As many triathletes do, you have probably dropped a few grand on your trusty steed, so you want to keep it looking good. This means protecting the paint job or carbon from scratches. After all, you will probably want to upgrade your bike at some stage and maximise its re-sale value. Nothing depreciates a bike like chips and scratches.
To get started, all you need are a few bits and pieces such as pipe insulation and some form of tape. Adhesive bandages are a good option as they secure the piping but also come away from the pipe relatively easily without damage to allow re-use.
Next, remove your water bottles and loosen the rear derailleur from the rear frame stay. Start by cutting the pipe insulation to lengths to cover each section of your frame. Then simply cut down the length of the tubing. You now have a snug-fitting padded tube to slide over your various tubes to protect your frame. Tape (or bandage) them on to secure the fit.
Before you drop the saddle and handlebars, mark their positions. This will allow you to reposition your saddle and bars to the same position upon your arrival. There’s nothing worse than getting to your destination and finding you can’t reproduce the position you’ve been riding in for the last three months. This will,
- detract from your performance and
- increase your chance of injury. To mark the positions you can use some tape or a permanent marking pen.
Some bike boxes won’t have adequate width in them to allow you to leave your pedals on. Take them off and then secure your crank arms at nine and three o’clock. Then place some of your insulation piping around the chain-rings – the teeth are relatively easy to bend and if this happens, you’re in trouble. As for your pedals, simply wrap them up in a rag and secure them in your bike box. Remember, when it comes to putting them back on put a little grease on them and tighten by winding them forward in the direction of the pedal action.
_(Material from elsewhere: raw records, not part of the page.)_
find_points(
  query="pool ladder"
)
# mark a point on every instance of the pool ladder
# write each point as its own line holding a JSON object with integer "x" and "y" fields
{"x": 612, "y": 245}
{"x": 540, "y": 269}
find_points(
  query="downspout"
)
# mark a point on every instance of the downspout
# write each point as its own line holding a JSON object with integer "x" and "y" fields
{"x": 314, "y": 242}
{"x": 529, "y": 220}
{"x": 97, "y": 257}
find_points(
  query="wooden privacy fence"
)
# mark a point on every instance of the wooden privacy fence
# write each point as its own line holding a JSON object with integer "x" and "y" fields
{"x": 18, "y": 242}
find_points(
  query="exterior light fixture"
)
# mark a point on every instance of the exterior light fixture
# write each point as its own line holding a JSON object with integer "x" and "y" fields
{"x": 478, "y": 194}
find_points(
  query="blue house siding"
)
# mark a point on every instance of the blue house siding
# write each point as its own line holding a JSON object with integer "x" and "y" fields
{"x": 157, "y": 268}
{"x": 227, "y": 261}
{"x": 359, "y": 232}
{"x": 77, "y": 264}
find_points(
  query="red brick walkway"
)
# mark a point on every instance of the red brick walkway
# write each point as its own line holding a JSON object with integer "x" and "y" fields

The rear derailleur is probably the most vulnerable component of your bike. I’d be a very rich man indeed if I had a dollar for every travelling triathlete that arrived in some far off exotic place only to find their rear derailleur had either been bent out of shape or snapped off their frame completely. So, your best bet is to remove it, you can leave it connected to the chain, wrap it up in a rag and tape it against your rear stays. When you arrive, it is simply a matter of unwrapping it and re-securing it to the frame. Remember, this is a relatively delicate, finely engineered and tuned piece of machinery. Once it’s reconnected, take it for a test ride as it might require some minor adjustment to ensure smooth running.
Do you go for the hard bike box or soft bag? Both have their pros and cons. Hard boxes are probably a little more secure but more cumbersome to transport. Soft bags don’t offer as much protection but are a little easier to move around. If you’re only travelling intermittently to race I’d be tempted to go for a hard box, however if you’re on and off planes regularly a good quality soft bag will probably be easier to travel with. Either way, use some of the tips contained within this article and it’ll make your travel a little less complicated and frustrating.